In August 1949, George decided to mount a new search at the fire scene and persuade Oscar Hunter, a Washington, D.C. pathologist, to supervise the excavation. After a very thorough search, several small objects like damaged coins, a partly burned dictionary and several bone fragments were unearthed. Hunter sent the bones to the Smithsonian Institution, which reported that the bones belonged to a person of about 16 or 17 years with the top age limit of about 22. It was quite evident that these bones were not from any of the five missing children, since the oldest, Maurice, had been 14 at the time. The report also added that the bones showed no sign of exposure to flame and probably included the dirt that George had bulldozed over the site to fill in the basement.
However, as a copy of the Smithsonian report was mailed to the authorities, two hearings were arranged at the Capitol in Charleston, where Governor Okey Patterson and State Police Superintendent Burchett informed the Sodders that their search was hopeless and declared the case closed.

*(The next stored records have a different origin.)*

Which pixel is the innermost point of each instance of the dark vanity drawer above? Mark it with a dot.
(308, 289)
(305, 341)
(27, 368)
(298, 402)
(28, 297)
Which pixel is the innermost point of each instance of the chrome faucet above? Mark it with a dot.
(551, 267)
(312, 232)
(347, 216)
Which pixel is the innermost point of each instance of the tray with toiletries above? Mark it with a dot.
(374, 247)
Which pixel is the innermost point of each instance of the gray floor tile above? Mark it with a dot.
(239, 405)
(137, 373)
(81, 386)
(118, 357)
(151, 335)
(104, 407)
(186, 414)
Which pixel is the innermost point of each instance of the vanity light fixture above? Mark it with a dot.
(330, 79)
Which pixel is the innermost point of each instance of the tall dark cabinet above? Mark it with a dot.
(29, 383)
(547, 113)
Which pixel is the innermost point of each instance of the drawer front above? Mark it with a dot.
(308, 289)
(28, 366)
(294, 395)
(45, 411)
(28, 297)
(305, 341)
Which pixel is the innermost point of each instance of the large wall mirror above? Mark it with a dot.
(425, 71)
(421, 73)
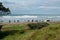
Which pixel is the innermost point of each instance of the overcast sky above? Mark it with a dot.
(33, 6)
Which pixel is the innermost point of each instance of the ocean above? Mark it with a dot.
(30, 17)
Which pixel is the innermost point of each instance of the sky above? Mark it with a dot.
(33, 6)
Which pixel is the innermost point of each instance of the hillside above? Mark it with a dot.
(21, 32)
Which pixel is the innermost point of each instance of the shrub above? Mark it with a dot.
(37, 25)
(1, 27)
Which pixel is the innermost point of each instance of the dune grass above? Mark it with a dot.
(20, 32)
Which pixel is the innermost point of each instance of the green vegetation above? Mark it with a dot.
(3, 9)
(22, 32)
(37, 25)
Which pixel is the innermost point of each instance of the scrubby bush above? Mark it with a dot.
(37, 25)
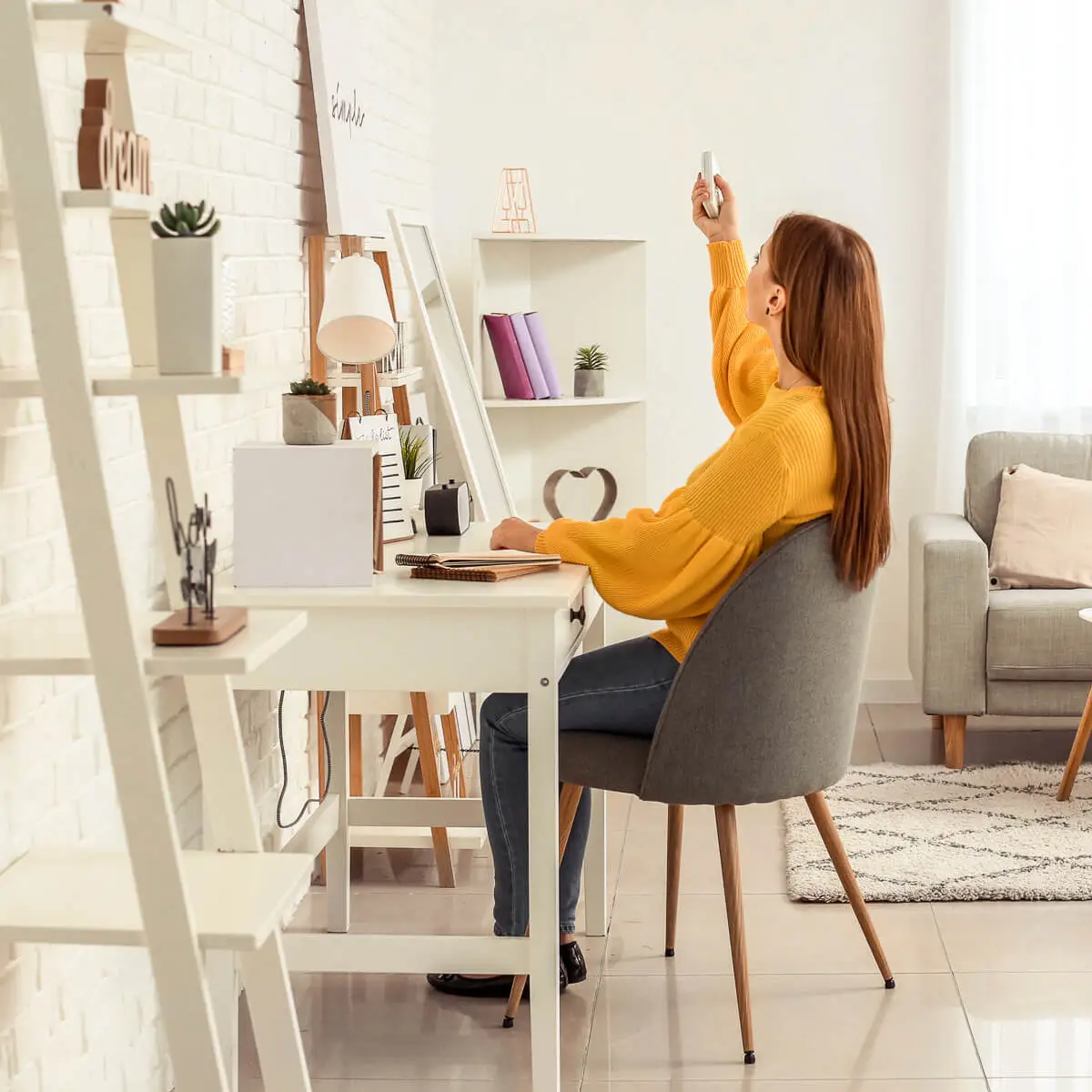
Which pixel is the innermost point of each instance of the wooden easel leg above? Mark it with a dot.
(430, 774)
(315, 710)
(454, 752)
(1077, 754)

However, the Sodders did not give up hope, despite the end of official efforts to resolve the case of their missing children. They placed a billboard at the site of the house along Route 60 near Ansted in West Virginia, offering a cash reward of US$ 5000 for any information leading to the children's whereabouts and soon the amount increased to $ 10,000. After that, one day in 1968 Jennie found in the mail a letter addressed to her, postmarked in Central City, Kentucky, with no return address. Inside was a picture of a young man of around 30 with features strongly resembling Louis and on its back, a handwritten note read: Louis Sodder. I love brother Frankie. Ilil Boys. A90132 or 35.The family again hired a private detective and sent him to Kentucky, but he never reported back.
Though the billboard has long gone and only one Sodder child, Sylvia is still alive, the disappearance of the Sodder children is likely to remain a mystery forever.